Comme en 1794, les prêtres catholiques qui, à cause de leur grand âge ou de leurs infirmités, avaient été exemptés de la déportation, furent encore enfermés dans des maisons d'arrêt. Ceux qui évitaient la détention, se trouvaient obligés de se cacher soigneusement, afin de ne pas tomber entre les mains de leurs bourreaux. Ce n'était qu'au péril de leur vie qu'ils pouvaient, le plus souvent pendant la nuit, procurer aux fidèles les secours de leur saint ministère.

Ennemi acharné de la religion, le Directoire employait, pour l'anéantir en France, des moyens moins violents que ceux de Robespierre, mais tout aussi puissants, tout aussi destructeurs.

Dès les premiers mois qui suivirent son établissement, il avait adressé aux commissaires nationaux une instruction dans laquelle se montre d'une manière révoltante la haine aveugle des révolutionnaires contre les prêtres catholiques.
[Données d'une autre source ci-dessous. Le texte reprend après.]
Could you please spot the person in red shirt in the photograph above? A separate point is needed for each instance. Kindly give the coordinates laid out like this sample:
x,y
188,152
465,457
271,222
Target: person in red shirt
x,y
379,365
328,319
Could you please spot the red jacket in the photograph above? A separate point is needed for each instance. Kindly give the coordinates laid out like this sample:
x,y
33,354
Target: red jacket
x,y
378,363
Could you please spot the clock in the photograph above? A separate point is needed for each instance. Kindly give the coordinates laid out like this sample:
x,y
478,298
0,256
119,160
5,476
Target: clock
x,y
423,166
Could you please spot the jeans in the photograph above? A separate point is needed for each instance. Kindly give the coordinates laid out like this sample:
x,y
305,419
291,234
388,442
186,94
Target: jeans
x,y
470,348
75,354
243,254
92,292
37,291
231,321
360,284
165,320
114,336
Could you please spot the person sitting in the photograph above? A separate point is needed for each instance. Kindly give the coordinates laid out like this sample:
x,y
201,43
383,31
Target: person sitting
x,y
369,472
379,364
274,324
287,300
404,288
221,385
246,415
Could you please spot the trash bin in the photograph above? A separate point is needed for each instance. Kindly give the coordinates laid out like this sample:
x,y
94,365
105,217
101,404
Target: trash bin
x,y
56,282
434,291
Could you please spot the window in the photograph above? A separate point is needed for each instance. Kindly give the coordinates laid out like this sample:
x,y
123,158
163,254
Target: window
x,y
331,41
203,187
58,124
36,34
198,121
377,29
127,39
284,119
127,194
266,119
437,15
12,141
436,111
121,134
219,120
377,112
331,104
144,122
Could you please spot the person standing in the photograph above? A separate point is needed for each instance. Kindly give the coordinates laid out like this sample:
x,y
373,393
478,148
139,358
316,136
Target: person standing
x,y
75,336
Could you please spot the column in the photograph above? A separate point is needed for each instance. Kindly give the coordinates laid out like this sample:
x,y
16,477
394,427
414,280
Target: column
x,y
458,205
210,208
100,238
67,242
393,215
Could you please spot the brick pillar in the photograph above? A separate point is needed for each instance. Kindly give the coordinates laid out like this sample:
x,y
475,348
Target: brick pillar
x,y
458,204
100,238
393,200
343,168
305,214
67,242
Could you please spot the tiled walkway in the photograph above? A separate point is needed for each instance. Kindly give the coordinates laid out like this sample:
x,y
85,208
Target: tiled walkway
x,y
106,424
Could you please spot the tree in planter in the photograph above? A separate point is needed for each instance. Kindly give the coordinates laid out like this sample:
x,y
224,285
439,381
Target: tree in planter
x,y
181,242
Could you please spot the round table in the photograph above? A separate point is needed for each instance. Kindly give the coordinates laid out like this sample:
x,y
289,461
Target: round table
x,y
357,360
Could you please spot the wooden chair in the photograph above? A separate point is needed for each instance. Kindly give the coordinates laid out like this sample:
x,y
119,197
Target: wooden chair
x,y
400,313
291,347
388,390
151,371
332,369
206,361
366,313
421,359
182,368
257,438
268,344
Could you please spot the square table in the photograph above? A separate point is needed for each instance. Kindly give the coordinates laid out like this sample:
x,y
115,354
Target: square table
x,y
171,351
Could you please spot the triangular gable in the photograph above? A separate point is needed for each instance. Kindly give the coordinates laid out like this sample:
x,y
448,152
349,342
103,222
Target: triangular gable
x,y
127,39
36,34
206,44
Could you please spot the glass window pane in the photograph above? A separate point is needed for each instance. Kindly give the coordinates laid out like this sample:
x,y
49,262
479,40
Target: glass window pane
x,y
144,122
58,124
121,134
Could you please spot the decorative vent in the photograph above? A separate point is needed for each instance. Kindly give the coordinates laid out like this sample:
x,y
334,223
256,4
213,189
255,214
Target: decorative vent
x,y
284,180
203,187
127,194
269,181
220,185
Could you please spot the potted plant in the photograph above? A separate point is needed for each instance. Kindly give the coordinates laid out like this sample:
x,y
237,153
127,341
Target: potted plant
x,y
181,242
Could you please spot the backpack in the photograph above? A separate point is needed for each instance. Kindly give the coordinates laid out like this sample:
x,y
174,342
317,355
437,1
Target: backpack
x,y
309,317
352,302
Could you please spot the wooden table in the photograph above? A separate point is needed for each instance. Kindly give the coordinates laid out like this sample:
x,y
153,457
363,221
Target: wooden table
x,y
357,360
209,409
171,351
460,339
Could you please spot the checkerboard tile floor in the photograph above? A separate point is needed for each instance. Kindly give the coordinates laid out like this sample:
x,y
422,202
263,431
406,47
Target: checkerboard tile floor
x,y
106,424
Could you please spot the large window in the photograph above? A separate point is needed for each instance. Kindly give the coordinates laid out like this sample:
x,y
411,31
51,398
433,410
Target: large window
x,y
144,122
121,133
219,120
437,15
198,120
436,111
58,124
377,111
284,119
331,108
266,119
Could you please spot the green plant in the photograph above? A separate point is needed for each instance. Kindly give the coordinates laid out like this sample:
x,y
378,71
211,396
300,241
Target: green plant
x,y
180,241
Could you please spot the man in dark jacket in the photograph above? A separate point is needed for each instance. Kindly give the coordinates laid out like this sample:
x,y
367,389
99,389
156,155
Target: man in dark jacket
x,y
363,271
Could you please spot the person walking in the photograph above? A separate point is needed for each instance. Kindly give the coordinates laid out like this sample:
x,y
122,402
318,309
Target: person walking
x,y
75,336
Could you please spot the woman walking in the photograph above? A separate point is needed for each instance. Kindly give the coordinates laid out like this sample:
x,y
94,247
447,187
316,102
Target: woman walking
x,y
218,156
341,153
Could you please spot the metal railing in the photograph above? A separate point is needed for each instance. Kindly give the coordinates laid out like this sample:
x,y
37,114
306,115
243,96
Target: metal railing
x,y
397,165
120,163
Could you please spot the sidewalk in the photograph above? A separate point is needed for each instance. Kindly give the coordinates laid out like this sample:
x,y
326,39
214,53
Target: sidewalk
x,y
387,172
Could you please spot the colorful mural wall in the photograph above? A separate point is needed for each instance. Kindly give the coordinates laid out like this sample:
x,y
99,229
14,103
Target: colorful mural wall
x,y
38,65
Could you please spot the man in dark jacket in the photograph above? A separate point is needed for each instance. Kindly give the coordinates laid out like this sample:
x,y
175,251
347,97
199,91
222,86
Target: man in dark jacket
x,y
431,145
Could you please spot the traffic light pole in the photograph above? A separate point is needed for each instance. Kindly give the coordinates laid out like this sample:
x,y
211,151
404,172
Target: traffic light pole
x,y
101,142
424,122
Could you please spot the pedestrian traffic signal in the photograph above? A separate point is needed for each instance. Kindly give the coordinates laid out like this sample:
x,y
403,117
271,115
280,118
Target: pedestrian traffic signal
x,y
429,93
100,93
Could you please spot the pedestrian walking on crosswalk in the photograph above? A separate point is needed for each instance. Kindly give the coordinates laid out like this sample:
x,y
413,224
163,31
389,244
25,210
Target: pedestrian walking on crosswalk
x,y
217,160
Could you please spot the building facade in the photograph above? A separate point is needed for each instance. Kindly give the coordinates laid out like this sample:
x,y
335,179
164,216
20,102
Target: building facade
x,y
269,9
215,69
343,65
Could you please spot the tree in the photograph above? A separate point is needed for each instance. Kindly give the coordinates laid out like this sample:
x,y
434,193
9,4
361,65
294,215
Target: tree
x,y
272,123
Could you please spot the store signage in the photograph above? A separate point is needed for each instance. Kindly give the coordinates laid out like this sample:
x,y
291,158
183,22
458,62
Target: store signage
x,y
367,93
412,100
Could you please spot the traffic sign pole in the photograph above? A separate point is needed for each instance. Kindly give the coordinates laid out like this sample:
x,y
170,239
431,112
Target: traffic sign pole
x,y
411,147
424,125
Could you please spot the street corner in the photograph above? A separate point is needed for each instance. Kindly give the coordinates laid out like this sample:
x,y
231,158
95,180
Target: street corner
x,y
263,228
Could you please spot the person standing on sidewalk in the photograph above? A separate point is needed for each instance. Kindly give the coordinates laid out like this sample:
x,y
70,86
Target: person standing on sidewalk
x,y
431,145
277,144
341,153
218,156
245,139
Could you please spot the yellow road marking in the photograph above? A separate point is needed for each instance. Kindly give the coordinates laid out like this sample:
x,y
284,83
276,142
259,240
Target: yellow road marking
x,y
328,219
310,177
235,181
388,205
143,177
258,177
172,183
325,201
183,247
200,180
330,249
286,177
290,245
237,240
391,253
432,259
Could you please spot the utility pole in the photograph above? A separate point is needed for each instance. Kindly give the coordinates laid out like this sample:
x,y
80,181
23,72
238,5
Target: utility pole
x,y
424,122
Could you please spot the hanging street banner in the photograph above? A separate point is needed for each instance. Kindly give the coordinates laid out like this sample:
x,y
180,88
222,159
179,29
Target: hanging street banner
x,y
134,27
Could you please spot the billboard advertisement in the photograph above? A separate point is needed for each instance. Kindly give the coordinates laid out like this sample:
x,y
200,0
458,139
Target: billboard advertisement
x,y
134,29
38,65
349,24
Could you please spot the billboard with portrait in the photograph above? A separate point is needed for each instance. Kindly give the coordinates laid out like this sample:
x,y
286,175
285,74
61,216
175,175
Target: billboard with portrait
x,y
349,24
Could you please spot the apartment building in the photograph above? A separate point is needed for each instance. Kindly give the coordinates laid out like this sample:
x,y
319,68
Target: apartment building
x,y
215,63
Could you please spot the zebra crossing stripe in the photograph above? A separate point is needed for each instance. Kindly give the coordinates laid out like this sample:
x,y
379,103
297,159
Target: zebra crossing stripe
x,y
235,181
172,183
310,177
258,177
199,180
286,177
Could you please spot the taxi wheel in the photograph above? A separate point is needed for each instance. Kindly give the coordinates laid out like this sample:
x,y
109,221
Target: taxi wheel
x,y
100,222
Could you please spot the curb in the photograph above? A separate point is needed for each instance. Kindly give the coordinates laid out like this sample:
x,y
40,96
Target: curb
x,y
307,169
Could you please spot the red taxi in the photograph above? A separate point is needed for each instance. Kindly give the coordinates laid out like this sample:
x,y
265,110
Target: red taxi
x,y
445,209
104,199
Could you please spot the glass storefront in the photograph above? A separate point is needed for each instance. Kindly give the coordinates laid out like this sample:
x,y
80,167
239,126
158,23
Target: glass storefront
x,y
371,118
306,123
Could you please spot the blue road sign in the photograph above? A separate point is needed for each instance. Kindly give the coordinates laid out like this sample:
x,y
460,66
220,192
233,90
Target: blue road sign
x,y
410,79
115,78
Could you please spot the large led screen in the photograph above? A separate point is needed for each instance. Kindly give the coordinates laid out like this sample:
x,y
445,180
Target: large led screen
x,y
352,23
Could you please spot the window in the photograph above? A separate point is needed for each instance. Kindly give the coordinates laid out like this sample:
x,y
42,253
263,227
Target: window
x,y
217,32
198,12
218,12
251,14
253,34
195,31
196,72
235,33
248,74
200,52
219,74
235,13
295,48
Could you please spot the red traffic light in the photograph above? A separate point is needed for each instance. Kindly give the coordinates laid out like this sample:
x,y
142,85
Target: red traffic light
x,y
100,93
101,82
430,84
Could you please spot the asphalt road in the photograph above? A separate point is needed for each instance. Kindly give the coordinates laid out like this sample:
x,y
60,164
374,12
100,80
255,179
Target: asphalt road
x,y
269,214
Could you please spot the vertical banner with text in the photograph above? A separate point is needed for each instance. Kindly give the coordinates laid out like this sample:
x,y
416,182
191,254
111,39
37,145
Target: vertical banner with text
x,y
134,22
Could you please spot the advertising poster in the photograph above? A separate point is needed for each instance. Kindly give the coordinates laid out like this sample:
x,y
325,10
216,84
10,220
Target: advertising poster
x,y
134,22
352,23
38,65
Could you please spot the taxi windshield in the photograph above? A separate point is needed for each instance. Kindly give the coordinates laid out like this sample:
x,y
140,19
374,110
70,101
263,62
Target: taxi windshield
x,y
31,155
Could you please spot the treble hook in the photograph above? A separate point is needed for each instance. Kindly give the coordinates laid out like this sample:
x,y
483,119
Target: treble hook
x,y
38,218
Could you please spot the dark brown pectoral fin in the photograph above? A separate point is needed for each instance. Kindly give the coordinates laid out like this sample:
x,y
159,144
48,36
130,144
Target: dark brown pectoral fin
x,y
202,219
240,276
Les directeurs disaient, dans cette instruction barbare, en parlant des prêtres réfractaires :

« Désolez leur patience; enveloppez-les de votre surveillance; qu'elle les inquiète le jour, qu'elle les trouble la nuit. Ne leur » donnez pas un moment de relâche; que, sans vous voir, ils » vous sentent partout à chaque instant. »

Et ces commissaires impies exécutaient avec une lâche cruauté les ordres féroces des nouveaux maîtres de la France.

Le Directoire était également secondé par les membres du Conseil des Cinq-Cents, qui partageaient sa haine contre le clergé catholique. Drulhe, ancien conventionnel et prêtre apostat, fut chargé par ce Conseil, dont il était membre, de faire un rapport sur les prêtres réfractaires; il remplit cette tâche dans la séance du 16 mai 1796, et les peignit sous les couleurs les plus noires. Il les représenta comme des rebelles dangereux, des esprits turbulents, des perturbateurs de l'ordre social, qui faisaient couler des flots de sang. Dans sa conclusion, il renchérit sur la rigueur des lois tyranniques déjà rendues contre eux, et demanda à ce qu'ils fussent tous soumis à la déportation, Cette assemblée, composée en partie de régicides, comptait peu d'hommes humains; aussi la proposition de Drulhe fut-elle favorablement accueillie, et il ne dépendit pas de ce Conseil qu'elle ne devînt une loi de l'Etat, Heureusement le Conseil des Anciens, auquel il fallait la soumettre pour qu'elle reçût sa sanction, la rejeta unanimement dans sa séance du 26 août; et, pour un temps au moins, les prètres qui avaient fait la soumission, jouirent de quelque tranquillité,

Les constitutionnels profitèrent de cette époque de calme pour réaliser le projet qu'ils avaient depuis longtemps rêvé d'un concile national. Ils l'ouvrirent à Paris, dans l'église de Notre-Dame, le 15 août 1797, Il était composé de trente-un évêques intrus, de onze procureurs épiscopaux, de cinq députés de presbytères et cinquante-deux députés du clergé des diocèses. Le Coz, évêque intrus de l'Ile-et-Vilaine, en fut le président, et l'abbé Lanjui, nais y remplit les fonctions de secrétaire.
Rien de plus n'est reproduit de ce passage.